Todas as classes sociais clamam por este repúdio à polícia.
No entanto, isto não basta. É preciso que se estabeleça,
sobretudo por parte das mulheres, como já começou a se estabelecer
nesta Casa, por parte das mulheres parlamentares da ARENA, o boicote ao
militarismo. Vem aí o 7 de setembro. As cúpulas militaristas
procuram explorar o sentimento profundo de patriotismo do povo e pedirão
aos colégios que desfilem junto com os algozes dos estudantes.
Seria necessário que cada pai, cada mãe , se compenetrasse
de que a presença dos seus filhos nesse desfile é o auxílio
aos carrascos que os espancam e os metralham nas ruas. Portanto, que cada
um boicote esse desfile. Esse boicote pode passar também, sempre
falando de mulheres, às moças. Aquelas que dançam
com cadetes e namoram jovens oficiais. Seria preciso fazer hoje, no Brasil,
que as mulheres de 1968 repetissem as paulistas da Guerra dos Emboabas
e recusassem a entrada à porta de sua casa àqueles que vilipendiam-nas.
Recusassem aceitar aqueles que silenciam e, portanto, se acumpliciam.
Discordar em silêncio pouco adianta. Necessário se torna
agir contra os que abusam das forças armadas, falando e agindo
em seu nome. Creia-me Sr. Presidente, que é possível resolver
esta farsa, esta democratura, este falso impedimento pelo boicote.
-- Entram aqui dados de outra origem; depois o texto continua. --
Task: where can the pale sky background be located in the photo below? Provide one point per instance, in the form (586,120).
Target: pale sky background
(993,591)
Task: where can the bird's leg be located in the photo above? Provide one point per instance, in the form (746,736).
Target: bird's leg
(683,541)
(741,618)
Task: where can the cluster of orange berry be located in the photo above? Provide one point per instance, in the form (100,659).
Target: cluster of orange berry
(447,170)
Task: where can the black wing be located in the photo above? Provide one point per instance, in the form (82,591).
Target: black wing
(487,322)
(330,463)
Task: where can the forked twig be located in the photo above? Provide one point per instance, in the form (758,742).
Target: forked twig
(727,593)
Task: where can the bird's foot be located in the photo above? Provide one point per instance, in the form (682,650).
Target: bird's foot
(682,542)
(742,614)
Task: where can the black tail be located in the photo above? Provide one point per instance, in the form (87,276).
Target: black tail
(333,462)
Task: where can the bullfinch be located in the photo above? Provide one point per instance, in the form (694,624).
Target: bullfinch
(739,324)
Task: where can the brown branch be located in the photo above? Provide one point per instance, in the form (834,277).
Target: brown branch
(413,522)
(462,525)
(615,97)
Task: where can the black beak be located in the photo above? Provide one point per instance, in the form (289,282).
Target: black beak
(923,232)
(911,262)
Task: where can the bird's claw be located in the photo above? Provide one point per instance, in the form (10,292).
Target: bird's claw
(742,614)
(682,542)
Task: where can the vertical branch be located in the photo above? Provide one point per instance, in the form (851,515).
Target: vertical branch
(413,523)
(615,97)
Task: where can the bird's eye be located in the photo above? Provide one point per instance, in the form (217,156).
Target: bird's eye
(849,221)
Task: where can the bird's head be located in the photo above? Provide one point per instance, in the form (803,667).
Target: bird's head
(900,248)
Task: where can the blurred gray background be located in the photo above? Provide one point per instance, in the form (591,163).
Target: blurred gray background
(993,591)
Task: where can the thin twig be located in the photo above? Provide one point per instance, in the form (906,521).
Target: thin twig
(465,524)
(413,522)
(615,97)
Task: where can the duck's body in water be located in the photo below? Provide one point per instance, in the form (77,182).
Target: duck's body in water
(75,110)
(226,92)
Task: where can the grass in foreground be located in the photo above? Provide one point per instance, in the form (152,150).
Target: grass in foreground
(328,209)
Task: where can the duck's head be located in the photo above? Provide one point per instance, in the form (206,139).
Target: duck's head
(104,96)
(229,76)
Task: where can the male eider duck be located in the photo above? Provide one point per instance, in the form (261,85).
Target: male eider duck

Enquanto
não se pronunciarem os silenciosos, todo e qualquer contato entre
os civis e militares deve cessar, porque só assim conseguiremos
fazer com que este país volte à democracia. Só assim
conseguiremos fazer com que os silenciosos que não compactuam com
os desmandos de seus chefes, sigam o magnífico exemplo dos 14 oficiais
de Crateús que tiveram a coragem e a hombridade de, publicamente,
se manifestarem contra um ato ilegal e arbitrário dos seus superiores.